“Cumhuriyet dönemi siyaset tarihinin en önemli dönüm noktaları nedir?” diye sorulduğunda bugüne kadar iki yanıt ön plana çıkmaktaydı: Birincisi Gazi Mustafa Kemal’in liderliğinde yürütülen Kurtuluş Savaşı ve akabinde Cumhuriyet’in ilanıdır. İkincisi ise İkinci Dünya Savaşı’nın ardından Türkiye’nin çok partili hayata geçmesidir. Türkiye’de milletin Cumhurbaşkanlığı hükümet sistemine onay verdiği 16 Nisan referandumunu “üçüncü en önemli dönüm noktası” olarak kabul etmek abartı olmaz. Çünkü halkın verdiği kararla Türkiye’de siyaset yapma biçimi yeniden şekillendi, Türk siyaseti kabuk değiştirdi, oyunun kuralları baştan aşağı yeniden belirlendi.
Bu yeni konjonktürün Türk siyasi hayatındaki tüm ana aktörleri değişime zorlaması kaçınılmazdır. Yeni sistemin, aktörlerin geleceğini nasıl şekillendireceğini bize gösteren sihirli bir küre olmasa da Cumhurbaşkanlığı hükümet sisteminin kimi aktörleri dönüştüreceği kimi aktörleri ise ademe mahkum ederek siyaset sahnesinden sileceğini kabul etmek gerekir.
Siyasal Aktörlerin Dönüşümü
Yeni sistemin siyasal aktörleri nasıl dönüştüreceği analiz edilirken iki yeni parametre vurgulanabilir: Cumhurbaşkanlığı hükümet sisteminde “kimlik siyaseti”ne yer olmayacaktır. Bu MHP ve HDP’yi yakından ilgilendiriyor. Bununla ilintili olarak “ideolojik prangalar”ından kurtulamayan, halkın değerleriyle çatışan ve Türkiye’nin en az yarısına hitap eden politikalar geliştiremeyen siyasal partiler yeni sistemde hayat bulmakta zorlanacaktır. Bu da şüphesiz CHP’yi ilgilendiriyor.

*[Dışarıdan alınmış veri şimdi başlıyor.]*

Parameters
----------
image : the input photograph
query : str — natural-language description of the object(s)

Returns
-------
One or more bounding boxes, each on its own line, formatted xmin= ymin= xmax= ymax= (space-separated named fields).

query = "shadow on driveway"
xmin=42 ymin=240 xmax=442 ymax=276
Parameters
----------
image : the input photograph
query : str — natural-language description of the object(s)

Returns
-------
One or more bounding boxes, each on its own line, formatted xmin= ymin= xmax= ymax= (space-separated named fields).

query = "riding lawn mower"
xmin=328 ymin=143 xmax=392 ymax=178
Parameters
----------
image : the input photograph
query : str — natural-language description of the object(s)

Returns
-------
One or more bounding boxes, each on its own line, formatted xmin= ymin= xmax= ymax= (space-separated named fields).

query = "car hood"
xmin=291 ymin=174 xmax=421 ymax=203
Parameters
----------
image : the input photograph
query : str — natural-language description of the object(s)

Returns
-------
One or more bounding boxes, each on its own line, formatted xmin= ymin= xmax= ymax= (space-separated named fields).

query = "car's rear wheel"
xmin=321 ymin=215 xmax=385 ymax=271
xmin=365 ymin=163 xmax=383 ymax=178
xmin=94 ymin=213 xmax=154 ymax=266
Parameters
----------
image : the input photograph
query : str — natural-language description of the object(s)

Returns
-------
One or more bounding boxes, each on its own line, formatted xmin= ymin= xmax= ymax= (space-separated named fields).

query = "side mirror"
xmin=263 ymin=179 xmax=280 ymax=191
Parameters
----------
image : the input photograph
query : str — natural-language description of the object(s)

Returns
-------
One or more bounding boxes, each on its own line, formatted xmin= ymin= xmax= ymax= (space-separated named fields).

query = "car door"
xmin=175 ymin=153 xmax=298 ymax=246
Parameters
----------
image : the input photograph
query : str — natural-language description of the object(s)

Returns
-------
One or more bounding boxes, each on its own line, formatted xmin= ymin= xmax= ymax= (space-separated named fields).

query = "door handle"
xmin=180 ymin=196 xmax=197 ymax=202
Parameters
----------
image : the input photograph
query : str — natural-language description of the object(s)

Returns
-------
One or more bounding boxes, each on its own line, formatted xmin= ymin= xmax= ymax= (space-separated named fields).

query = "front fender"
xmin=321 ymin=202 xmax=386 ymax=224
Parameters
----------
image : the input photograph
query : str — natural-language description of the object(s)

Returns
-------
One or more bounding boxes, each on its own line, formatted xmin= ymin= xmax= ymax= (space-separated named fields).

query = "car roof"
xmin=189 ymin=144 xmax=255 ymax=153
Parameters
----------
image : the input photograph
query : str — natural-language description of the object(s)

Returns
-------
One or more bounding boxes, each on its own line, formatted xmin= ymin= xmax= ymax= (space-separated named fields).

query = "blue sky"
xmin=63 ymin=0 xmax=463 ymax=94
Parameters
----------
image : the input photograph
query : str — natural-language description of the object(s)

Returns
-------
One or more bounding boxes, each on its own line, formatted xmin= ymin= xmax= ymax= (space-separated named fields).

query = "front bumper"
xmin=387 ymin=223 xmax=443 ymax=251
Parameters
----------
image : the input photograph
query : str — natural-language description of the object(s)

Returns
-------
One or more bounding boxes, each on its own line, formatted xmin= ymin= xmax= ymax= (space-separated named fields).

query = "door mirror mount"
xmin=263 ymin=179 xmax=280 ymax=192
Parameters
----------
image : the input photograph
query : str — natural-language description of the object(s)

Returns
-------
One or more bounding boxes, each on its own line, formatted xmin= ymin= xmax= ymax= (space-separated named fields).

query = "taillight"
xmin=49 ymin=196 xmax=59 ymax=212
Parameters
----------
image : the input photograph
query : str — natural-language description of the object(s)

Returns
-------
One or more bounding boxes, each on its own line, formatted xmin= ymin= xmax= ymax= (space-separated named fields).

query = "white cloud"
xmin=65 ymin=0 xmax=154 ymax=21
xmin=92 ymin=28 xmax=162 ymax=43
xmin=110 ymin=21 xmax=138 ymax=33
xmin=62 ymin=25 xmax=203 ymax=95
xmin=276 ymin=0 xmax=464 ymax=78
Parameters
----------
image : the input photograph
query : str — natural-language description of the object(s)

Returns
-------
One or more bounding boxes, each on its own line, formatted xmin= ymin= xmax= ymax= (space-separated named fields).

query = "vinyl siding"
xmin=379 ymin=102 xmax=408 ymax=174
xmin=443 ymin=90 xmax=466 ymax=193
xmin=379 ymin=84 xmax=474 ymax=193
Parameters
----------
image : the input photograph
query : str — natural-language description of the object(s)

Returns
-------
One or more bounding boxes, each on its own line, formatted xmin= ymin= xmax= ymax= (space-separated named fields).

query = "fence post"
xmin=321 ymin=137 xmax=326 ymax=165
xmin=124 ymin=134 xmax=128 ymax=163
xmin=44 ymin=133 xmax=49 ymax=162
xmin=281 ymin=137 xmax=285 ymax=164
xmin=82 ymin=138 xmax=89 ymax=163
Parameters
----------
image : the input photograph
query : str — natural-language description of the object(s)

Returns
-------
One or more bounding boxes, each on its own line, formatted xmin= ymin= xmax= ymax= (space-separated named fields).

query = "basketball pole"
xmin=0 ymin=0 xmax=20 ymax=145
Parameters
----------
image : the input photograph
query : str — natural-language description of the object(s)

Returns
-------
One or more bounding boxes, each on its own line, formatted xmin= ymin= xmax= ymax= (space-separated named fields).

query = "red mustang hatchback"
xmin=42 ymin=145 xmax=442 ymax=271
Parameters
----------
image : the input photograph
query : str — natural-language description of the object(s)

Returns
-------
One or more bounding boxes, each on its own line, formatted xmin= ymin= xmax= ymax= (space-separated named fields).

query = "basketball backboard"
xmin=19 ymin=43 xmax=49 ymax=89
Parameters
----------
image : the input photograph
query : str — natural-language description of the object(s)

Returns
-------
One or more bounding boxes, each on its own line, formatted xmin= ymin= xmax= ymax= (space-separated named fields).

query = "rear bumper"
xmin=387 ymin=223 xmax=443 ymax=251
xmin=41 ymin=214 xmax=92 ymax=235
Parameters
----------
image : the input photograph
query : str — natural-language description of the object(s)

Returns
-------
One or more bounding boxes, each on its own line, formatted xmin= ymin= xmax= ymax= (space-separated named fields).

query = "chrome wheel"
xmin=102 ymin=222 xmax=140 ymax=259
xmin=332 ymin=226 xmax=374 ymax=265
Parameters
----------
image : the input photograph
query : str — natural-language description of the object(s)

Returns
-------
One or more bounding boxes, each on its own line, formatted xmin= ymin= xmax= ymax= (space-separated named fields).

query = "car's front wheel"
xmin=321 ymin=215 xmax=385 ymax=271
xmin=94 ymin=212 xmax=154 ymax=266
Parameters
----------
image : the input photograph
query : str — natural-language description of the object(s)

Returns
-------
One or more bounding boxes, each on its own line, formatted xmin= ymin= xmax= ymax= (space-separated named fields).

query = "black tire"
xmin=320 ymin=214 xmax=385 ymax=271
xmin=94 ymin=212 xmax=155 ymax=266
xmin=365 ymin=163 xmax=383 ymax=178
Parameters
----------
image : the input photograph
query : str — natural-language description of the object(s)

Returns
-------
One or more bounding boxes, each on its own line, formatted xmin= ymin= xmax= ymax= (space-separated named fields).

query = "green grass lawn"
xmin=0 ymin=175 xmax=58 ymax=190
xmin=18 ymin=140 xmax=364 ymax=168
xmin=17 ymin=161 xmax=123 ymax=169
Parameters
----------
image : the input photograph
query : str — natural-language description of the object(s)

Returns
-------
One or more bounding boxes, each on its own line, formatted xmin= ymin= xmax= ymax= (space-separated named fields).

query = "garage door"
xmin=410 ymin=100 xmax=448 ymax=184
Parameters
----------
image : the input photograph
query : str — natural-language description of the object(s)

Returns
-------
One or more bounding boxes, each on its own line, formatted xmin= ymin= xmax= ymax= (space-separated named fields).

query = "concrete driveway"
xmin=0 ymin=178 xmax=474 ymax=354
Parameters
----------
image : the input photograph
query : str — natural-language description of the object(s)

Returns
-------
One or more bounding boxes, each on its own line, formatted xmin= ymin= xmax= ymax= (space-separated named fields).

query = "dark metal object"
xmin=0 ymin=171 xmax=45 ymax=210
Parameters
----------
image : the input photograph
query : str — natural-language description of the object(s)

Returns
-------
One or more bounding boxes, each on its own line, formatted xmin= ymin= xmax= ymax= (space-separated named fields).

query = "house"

Yeni sistemin CHP’yi nasıl dönüştüreceğine ilişkin bir öngörüde bulunmak gerekirse şunları ileri sürmek yanlış olmayacaktır: Parlamenter sistem CHP’nin varlığını sürdürebilmek amacıyla kendisine göre kurguladığı bir sistemdi ve halkın oylarıyla kadük hale geldi. Yeni sistemde yüzde 25 oyla iktidar ortağı olma hayali kurmak artık abesle iştigal olacaktır. Cumhurbaşkanlığı hükümet sisteminin ana muhalefet partisini dönüşüme zorlaması, orta vadede kendisine göre bir CHP oluşturması kaçınılmazdır.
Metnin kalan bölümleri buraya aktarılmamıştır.